Nimtz Manfred, Conradt Harald S, Mann Karlheinz
Gesellschaft für Biotechnologische Forschung, Abteilung Strukturbiologie, Protein Glycosylation Group, D-38124 Braunschweig, Germany.
Biochim Biophys Acta. 2004 Nov 18;1675(1-3):71-80. doi: 10.1016/j.bbagen.2004.08.007.

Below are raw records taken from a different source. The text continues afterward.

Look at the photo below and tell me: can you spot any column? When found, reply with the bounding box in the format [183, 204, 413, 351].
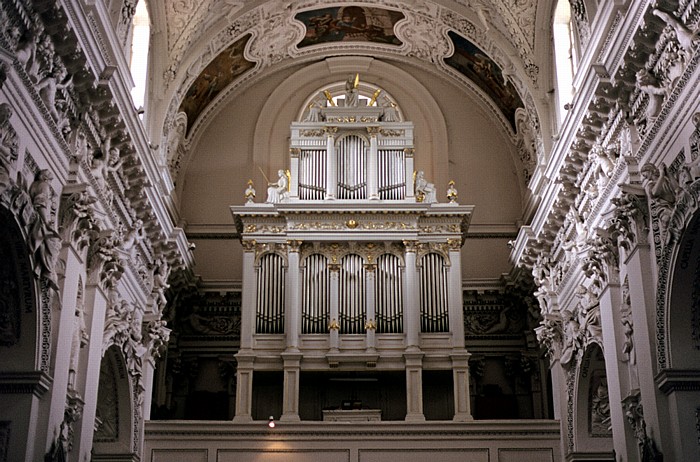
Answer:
[403, 241, 420, 351]
[403, 351, 425, 422]
[285, 240, 301, 352]
[71, 284, 107, 460]
[450, 351, 473, 422]
[598, 280, 639, 461]
[233, 358, 255, 423]
[324, 127, 338, 200]
[289, 148, 301, 199]
[328, 263, 340, 353]
[38, 245, 82, 454]
[403, 148, 415, 199]
[623, 242, 673, 458]
[365, 263, 377, 353]
[280, 352, 302, 422]
[367, 127, 379, 200]
[241, 241, 257, 352]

The avian eggshell matrix protein ovocleidin-116 (OC-116) contains two N-glycosylation sites in its sequence. One of them, 293N-D-S, is modified only marginally while the second one, 62N-Q-T, is completely occupied by N-linked glycans. The glycopeptide bearing the modified site was isolated by size exclusion chromatography and reversed phase HPLC after cleavage of the protein with lysyl endopeptidase. The carbohydrate structures attached to Asn62 were determined by carbohydrate compositional analysis, methylation analysis and electrospray MS/MS. We identified 17 different oligosaccharide structures. Four of them were of the high-mannose type, eight were hybrid type and five were complex type structures. Both, hybrid and complex type glycans comprised core-fucosylated and peripherally fucosylated structures. Most of the antennae contained the relatively rare lacdiNAc (GalNAcbeta1-4GlcNAc) motif, which was fucosylated in 9 out of 15 structures. The lacNAc (Galbeta1-4GlcNAc) motif, which is the more frequent motif in mammals, only occurred in 3 of the 17 glycoforms. This is the first detailed study of N-glycan structures occurring in an avian shell-specific protein and, to our knowledge, the first description of fucosylated lacdiNAc structures present in avian glycoproteins.
禽蛋壳基质蛋白卵壳素-116(OC-116)在其序列中含有两个N-糖基化位点。其中一个位点293N-D-S仅有少量修饰,而另一个位点62N-Q-T则完全被N-连接聚糖占据。在用赖氨酰内肽酶裂解蛋白质后,通过尺寸排阻色谱和反相高效液相色谱分离出带有修饰位点的糖肽。通过碳水化合物组成分析、甲基化分析和电喷雾串联质谱确定连接到Asn62的碳水化合物结构。我们鉴定出17种不同的寡糖结构。其中4种为高甘露糖型,8种为杂合型,5种为复合型结构。杂合型和复合型聚糖均包含核心岩藻糖基化和外周岩藻糖基化结构。大多数天线含有相对罕见的乳糖胺(GalNAcbeta1-4GlcNAc)基序,在15种结构中有9种被岩藻糖基化。乳糖胺(Galbeta1-4GlcNAc)基序在哺乳动物中更为常见,仅在17种糖型中的3种中出现。这是对禽蛋壳特异性蛋白中N-聚糖结构的首次详细研究,据我们所知,也是对禽糖蛋白中岩藻糖基化乳糖胺结构的首次描述。